And anon for dread she had of damnation on
that one side and his sharp reproving on that other side, this creature
went out of her mind and was wonderly vexed and labored with spirits
half year eight weeks and odd days. And in this time she saw, as her
thought, devils open their mouths all inflamed with burning lows of
fire as they should 'a swallowed her in, sometime ramping at her,
sometime threatening her, sometime pulling her and hauling her both
night and day the foresaid time. And also the devils cried upon her
with great threatenings and bade her she should forsake her
Christendom, her faith, and deny her God, his Mother, and all the
saints in Heaven, her good works and all good virtues, her father, her
mother, and all her friends.
And so she did. She slandered her husband,
her friends, her own self; she spoke many a reprevous word and many a
shrewd word; she knew no virtue nor goodness; she desired all
wickedness; like as the spirits tempted her to say and do so she said
and did. She would 'a fordone herself many a time at their steering and
'a been damned with them in Hell, and into witness thereof she bit her
own hand so violently that it was seen all her life after. And also she
rived her skin on her body again her heart with her nails spiteously,
for she had none other instruments, and worse she would 'a done save
she was bound and kept with strength both day and night that she might
not have her will.
And when she had long been labored in this
and many other temptations that men weened she should never 'a scaped
or lived, then on a time as she lay alone and her keepers were from
her, our merciful Lord Christ Jesu, ever to be trusted (worshiped be
his name) never forsaking his servant in time of need, appeared to his
creature, which had forsaken him, in likeness of a man, most seemly,
most beauteous, and most amiable that ever might be seen with man's
eye, clad in a mantle of purple silk, sitting upon her bed's side,
looking upon her with so blessed a cheer that she was strengthened in
all her spirits, said to her these words: "Daughter, why hast thou
forsaken me, and I forsook never thee?" And anon as he had said these
words she saw verily how the air opened bright as any levin, and he sty
up into the air, not right hastily and quickly, but fair and easily
that she might well behold him in the air till it was closed again.

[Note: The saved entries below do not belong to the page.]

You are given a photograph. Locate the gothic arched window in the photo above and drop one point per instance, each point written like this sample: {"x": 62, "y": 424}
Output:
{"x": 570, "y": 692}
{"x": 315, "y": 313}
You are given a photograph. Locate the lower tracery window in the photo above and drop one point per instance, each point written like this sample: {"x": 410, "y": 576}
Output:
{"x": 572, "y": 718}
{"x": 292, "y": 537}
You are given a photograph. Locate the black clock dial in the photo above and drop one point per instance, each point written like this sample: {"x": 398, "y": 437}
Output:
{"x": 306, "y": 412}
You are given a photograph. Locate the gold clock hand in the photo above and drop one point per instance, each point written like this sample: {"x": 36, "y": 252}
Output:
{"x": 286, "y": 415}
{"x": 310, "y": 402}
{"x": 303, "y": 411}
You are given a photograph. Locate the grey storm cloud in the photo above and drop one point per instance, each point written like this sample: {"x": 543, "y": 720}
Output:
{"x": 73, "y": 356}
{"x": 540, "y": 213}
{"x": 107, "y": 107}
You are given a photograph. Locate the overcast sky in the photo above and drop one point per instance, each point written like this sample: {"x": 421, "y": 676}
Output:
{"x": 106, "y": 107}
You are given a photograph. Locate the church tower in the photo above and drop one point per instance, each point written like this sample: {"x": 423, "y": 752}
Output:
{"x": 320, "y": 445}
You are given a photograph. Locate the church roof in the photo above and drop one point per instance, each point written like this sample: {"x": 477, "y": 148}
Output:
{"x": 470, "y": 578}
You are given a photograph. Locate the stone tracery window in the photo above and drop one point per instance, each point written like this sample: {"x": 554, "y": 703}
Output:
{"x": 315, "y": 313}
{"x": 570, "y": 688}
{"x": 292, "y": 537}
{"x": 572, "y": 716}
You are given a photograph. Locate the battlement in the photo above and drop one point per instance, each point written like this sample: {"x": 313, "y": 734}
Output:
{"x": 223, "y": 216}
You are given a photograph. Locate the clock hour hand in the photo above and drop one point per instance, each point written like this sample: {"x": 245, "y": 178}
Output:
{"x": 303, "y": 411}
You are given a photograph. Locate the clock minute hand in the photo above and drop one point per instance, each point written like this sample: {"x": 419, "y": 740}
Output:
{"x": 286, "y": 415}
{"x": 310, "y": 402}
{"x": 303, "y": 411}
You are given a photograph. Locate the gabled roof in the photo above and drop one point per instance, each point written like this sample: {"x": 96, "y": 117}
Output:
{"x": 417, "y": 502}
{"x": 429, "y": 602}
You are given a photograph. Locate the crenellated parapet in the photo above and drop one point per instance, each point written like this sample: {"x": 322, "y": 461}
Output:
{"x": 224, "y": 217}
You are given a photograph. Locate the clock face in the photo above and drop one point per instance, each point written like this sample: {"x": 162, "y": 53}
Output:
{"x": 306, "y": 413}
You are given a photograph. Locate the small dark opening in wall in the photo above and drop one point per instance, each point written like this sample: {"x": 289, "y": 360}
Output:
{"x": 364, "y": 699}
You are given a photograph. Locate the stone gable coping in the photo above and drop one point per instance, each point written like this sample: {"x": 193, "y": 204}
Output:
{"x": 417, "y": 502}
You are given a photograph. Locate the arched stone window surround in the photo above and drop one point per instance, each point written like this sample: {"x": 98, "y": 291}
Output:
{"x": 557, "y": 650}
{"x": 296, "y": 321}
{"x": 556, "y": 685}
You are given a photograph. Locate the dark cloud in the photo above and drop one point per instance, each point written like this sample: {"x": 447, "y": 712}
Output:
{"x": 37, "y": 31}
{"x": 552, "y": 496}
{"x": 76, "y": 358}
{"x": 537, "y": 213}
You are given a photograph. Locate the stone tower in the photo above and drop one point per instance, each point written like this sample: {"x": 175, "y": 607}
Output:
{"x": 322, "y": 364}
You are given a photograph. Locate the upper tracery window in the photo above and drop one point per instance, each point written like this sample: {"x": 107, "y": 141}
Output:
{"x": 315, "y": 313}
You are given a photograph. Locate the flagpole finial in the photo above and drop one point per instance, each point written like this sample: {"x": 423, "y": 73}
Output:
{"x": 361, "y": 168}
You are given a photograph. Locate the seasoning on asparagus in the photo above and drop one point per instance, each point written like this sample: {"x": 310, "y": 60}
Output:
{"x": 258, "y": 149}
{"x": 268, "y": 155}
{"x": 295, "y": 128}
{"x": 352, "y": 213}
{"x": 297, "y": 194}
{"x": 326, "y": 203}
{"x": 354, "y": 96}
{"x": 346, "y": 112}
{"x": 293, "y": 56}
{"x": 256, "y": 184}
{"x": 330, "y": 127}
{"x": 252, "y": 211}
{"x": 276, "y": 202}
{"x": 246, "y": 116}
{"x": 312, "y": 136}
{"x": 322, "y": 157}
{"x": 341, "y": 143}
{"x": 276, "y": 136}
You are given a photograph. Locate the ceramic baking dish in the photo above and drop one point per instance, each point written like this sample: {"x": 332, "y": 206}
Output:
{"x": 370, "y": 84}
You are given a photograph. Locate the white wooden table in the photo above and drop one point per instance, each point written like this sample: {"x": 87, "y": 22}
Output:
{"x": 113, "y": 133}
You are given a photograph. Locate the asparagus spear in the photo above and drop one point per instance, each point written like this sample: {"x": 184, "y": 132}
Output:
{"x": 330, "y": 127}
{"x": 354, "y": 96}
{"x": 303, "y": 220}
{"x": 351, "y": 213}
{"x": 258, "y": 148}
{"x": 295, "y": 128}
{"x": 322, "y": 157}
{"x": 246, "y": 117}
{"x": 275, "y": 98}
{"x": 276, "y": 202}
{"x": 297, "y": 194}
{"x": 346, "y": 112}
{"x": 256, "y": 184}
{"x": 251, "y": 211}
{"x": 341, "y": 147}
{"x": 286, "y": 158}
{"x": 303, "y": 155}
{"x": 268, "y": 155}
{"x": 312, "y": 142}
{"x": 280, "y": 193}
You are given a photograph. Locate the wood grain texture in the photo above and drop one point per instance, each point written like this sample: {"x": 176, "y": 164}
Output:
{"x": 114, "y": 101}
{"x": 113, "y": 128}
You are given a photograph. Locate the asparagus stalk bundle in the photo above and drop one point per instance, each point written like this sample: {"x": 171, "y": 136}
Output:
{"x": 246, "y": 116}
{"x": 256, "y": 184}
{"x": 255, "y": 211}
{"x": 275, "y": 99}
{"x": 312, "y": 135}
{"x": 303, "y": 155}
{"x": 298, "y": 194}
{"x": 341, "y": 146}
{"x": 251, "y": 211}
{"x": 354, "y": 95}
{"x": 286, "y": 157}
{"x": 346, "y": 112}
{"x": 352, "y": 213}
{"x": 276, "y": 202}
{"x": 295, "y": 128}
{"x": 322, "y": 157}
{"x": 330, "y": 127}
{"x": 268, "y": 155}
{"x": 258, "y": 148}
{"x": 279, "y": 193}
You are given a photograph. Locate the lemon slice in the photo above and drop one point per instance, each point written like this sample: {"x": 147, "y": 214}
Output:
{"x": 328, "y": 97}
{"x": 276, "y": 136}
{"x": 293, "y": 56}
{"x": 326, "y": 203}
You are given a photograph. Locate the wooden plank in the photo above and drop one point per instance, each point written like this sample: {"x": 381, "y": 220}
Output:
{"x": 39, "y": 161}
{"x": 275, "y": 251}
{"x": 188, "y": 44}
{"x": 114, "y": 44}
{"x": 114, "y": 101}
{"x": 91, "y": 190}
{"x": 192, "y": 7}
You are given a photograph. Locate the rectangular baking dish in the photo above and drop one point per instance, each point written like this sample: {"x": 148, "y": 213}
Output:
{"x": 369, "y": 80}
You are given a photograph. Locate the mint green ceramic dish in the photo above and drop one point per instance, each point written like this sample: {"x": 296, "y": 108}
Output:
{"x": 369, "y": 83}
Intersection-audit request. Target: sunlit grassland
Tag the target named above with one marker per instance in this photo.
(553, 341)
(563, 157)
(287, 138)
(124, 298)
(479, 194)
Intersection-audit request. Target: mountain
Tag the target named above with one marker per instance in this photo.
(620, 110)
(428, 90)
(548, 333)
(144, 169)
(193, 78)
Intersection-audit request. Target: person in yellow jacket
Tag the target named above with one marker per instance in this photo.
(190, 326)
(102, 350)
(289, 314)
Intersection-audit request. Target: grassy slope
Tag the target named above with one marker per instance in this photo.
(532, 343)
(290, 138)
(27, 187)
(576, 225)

And
anon the creature was stabled in her wits and in her reason as well as
ever she was before, and prayed her husband as soon as he came to her
that she might have the keys of the buttery to take her meat and drink
as she had done before.
Notes:
Throughout Margery Kempe refers to herself as "this
creature,"
a standard way of saying "this person, a being created by God."
Spiritual father, i.e., a priest
levin, a flash of lighting
sty, ascended
Source:
The Norton Anthology of English Literature, 6th Ed. Vol. 1.
New York: W. W. Norton & Company, 1993.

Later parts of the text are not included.